Procédure civile – Lettre n°2

L’essentiel

L’actualité de jurisprudence en procédure civile se concentre une nouvelle fois sur la procédure d’appel en matière de représentation obligatoire. La Cour de cassation a apporté des précisions sur le contenu du dispositif des conclusions au regard de la demande d’infirmation ou d’annulation du jugement (Civ. 2e, 4 novembre 2021, n° 20‐15.757) et de l’énonciation des prétentions (Civ. 2e, 9 septembre 2021, n° 20‐17.263). La procédure orale échappe toutefois à la sévérité, toujours de rigueur, en matière de déclaration d’appel (Civ. 2e, 9 septembre 2021, n° 20‐13.662). Les exigences de l’oralité sont assouplies en permettant, lorsque l’affaire est instruite à l’audience, de se contenter de déposer des écritures à l’audience (Civ. 2e, 1er juillet 2021, n° 20‐12.303). De même, la sanction de la nullité pour vice de forme s’impose sur la sanction de la caducité de la déclaration d’appel, plus radicale (Civ. 2e, 4 novembre 2021, n° 20‐13.568).

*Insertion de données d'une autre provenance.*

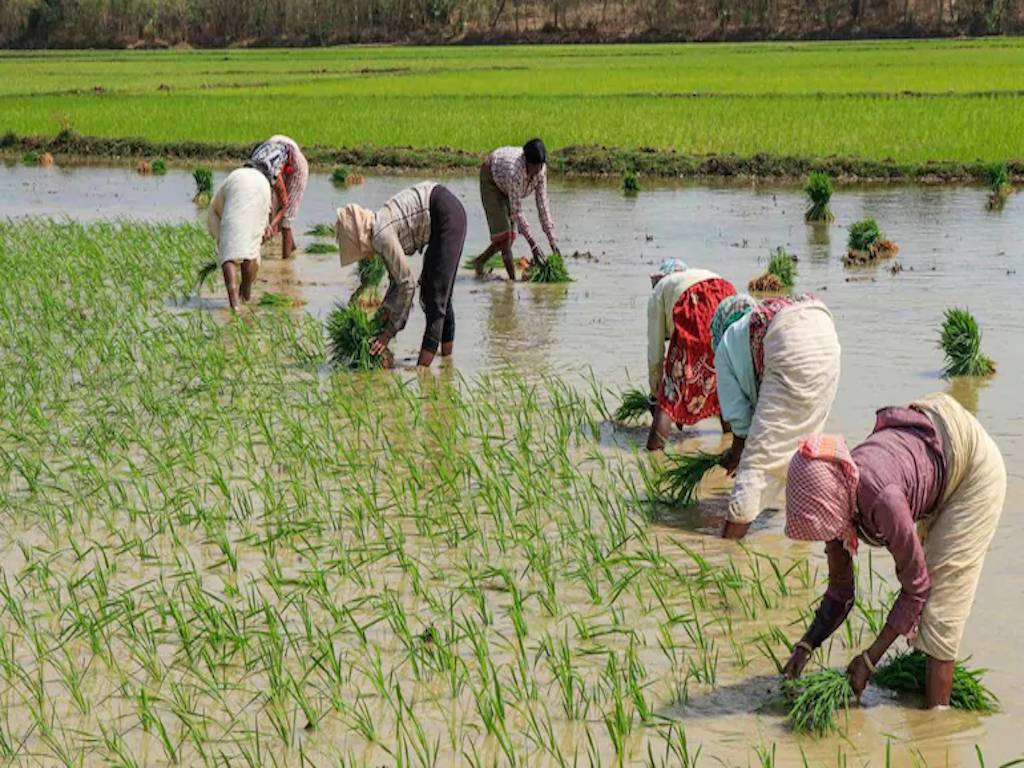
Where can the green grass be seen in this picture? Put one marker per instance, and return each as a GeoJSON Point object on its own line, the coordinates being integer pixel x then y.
{"type": "Point", "coordinates": [218, 551]}
{"type": "Point", "coordinates": [961, 341]}
{"type": "Point", "coordinates": [906, 101]}
{"type": "Point", "coordinates": [552, 269]}
{"type": "Point", "coordinates": [321, 230]}
{"type": "Point", "coordinates": [679, 479]}
{"type": "Point", "coordinates": [819, 190]}
{"type": "Point", "coordinates": [816, 699]}
{"type": "Point", "coordinates": [904, 673]}
{"type": "Point", "coordinates": [635, 404]}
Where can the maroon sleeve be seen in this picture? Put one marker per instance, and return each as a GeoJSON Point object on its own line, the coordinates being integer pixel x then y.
{"type": "Point", "coordinates": [894, 521]}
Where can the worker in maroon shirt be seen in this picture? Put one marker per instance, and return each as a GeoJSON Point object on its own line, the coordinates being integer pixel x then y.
{"type": "Point", "coordinates": [931, 464]}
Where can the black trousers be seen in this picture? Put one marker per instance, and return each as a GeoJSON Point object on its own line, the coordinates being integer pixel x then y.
{"type": "Point", "coordinates": [440, 265]}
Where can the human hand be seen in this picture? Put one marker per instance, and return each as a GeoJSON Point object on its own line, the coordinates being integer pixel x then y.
{"type": "Point", "coordinates": [859, 673]}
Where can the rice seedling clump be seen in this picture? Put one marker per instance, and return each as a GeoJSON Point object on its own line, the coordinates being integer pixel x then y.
{"type": "Point", "coordinates": [904, 673]}
{"type": "Point", "coordinates": [866, 244]}
{"type": "Point", "coordinates": [780, 274]}
{"type": "Point", "coordinates": [552, 269]}
{"type": "Point", "coordinates": [679, 479]}
{"type": "Point", "coordinates": [961, 341]}
{"type": "Point", "coordinates": [349, 330]}
{"type": "Point", "coordinates": [815, 700]}
{"type": "Point", "coordinates": [635, 404]}
{"type": "Point", "coordinates": [819, 192]}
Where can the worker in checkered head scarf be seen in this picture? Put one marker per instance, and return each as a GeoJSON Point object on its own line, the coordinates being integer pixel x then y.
{"type": "Point", "coordinates": [930, 465]}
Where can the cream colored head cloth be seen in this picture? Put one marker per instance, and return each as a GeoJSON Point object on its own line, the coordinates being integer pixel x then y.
{"type": "Point", "coordinates": [354, 230]}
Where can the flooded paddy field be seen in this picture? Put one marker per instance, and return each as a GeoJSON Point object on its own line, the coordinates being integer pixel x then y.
{"type": "Point", "coordinates": [219, 552]}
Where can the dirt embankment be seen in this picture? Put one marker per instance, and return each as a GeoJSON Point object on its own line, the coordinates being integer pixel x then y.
{"type": "Point", "coordinates": [580, 161]}
{"type": "Point", "coordinates": [57, 24]}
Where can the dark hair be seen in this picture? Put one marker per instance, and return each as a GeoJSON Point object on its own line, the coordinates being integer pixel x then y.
{"type": "Point", "coordinates": [536, 152]}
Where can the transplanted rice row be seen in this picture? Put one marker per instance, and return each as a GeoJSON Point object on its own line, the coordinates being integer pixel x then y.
{"type": "Point", "coordinates": [220, 550]}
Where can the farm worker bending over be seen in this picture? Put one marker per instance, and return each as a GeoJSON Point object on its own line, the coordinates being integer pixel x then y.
{"type": "Point", "coordinates": [425, 216]}
{"type": "Point", "coordinates": [777, 365]}
{"type": "Point", "coordinates": [682, 381]}
{"type": "Point", "coordinates": [932, 467]}
{"type": "Point", "coordinates": [509, 174]}
{"type": "Point", "coordinates": [240, 219]}
{"type": "Point", "coordinates": [296, 171]}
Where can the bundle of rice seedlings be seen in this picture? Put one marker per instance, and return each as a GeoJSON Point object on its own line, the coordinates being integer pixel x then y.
{"type": "Point", "coordinates": [818, 190]}
{"type": "Point", "coordinates": [204, 184]}
{"type": "Point", "coordinates": [904, 673]}
{"type": "Point", "coordinates": [321, 230]}
{"type": "Point", "coordinates": [270, 299]}
{"type": "Point", "coordinates": [204, 271]}
{"type": "Point", "coordinates": [961, 340]}
{"type": "Point", "coordinates": [371, 271]}
{"type": "Point", "coordinates": [679, 479]}
{"type": "Point", "coordinates": [349, 330]}
{"type": "Point", "coordinates": [631, 182]}
{"type": "Point", "coordinates": [998, 183]}
{"type": "Point", "coordinates": [551, 269]}
{"type": "Point", "coordinates": [780, 274]}
{"type": "Point", "coordinates": [635, 404]}
{"type": "Point", "coordinates": [814, 700]}
{"type": "Point", "coordinates": [322, 248]}
{"type": "Point", "coordinates": [866, 244]}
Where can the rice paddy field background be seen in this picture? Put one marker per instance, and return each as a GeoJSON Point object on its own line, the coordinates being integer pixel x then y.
{"type": "Point", "coordinates": [896, 101]}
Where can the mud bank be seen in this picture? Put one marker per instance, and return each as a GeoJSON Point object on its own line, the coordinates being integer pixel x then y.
{"type": "Point", "coordinates": [573, 161]}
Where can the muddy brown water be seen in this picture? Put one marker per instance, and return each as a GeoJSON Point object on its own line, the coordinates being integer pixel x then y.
{"type": "Point", "coordinates": [953, 252]}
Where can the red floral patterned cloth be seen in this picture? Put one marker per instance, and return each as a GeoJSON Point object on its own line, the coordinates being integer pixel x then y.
{"type": "Point", "coordinates": [688, 392]}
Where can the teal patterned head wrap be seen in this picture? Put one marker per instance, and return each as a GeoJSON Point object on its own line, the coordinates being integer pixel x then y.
{"type": "Point", "coordinates": [731, 309]}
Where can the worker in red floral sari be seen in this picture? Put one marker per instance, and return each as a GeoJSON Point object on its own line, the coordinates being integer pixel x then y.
{"type": "Point", "coordinates": [682, 380]}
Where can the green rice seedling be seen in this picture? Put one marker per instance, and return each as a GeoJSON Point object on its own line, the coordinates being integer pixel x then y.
{"type": "Point", "coordinates": [349, 330]}
{"type": "Point", "coordinates": [997, 175]}
{"type": "Point", "coordinates": [316, 248]}
{"type": "Point", "coordinates": [552, 269]}
{"type": "Point", "coordinates": [679, 479]}
{"type": "Point", "coordinates": [814, 700]}
{"type": "Point", "coordinates": [631, 182]}
{"type": "Point", "coordinates": [863, 235]}
{"type": "Point", "coordinates": [904, 673]}
{"type": "Point", "coordinates": [819, 190]}
{"type": "Point", "coordinates": [321, 230]}
{"type": "Point", "coordinates": [780, 274]}
{"type": "Point", "coordinates": [961, 341]}
{"type": "Point", "coordinates": [203, 177]}
{"type": "Point", "coordinates": [635, 404]}
{"type": "Point", "coordinates": [270, 299]}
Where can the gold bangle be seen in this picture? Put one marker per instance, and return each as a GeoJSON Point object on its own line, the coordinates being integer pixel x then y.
{"type": "Point", "coordinates": [867, 662]}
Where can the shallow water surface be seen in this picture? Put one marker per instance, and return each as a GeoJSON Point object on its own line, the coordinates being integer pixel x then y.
{"type": "Point", "coordinates": [953, 253]}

La rédaction du dispositif des conclusions en appel

1 ‐ La formalisation de la demande d’infirmation ou d’annulation du jugement

Par l’important arrêt du 17 septembre 2020 (Civ. 2e, 17 septembre 2020, n° 18‐23.626), la Cour de cassation a décidé que, pour les déclarations d’appel postérieures au 17 septembre 2020, à défaut de demande dans le dispositif des conclusions de l’infirmation ou de l’annulation du jugement, la cour d’appel ne peut que confirmer le jugement. Par le présent arrêt, la Cour de cassation ouvre une option à la partie intimée en cas de non-respect des exigences rédactionnelles ; outre la confirmation du jugement, elle peut demander au conseiller de la mise en état, dans le cadre d’un incident, la caducité de l’appel.

La Cour de cassation rappelle également la faculté qui est reconnue à l’article 914 du code de procédure civile, au conseiller de la mise en état, et le cas échéant à la cour d’appel statuant sur déféré, de se saisir d’office de cette caducité.
Ainsi l’appelant aura bien du mal à échapper à une sanction en cas conclusions non conformes aux exigences rédactionnelles.
Toutefois, la faculté de soulever d’office la caducité de l’appel peut être préjudiciable à l’intimé qui peut avoir intérêt à poursuivre également l’infirmation du jugement. La caducité qui éteint l’instance d’appel atteindra l’appel incident, même s’il a été formé dans le délai pour former appel principal.
Voici donc une nouvelle raison de ne pas se contenter de former un appel incident.
Rappel : l’intimé appelant incident doit également préciser dans le délai de l’article 909 du code de procédure civile qu’il demande l’infirmation des tels chefs du jugement ou l’annulation de celui‐ci (Civ. 2e, 1er juillet 2021, n° 20‐10.694).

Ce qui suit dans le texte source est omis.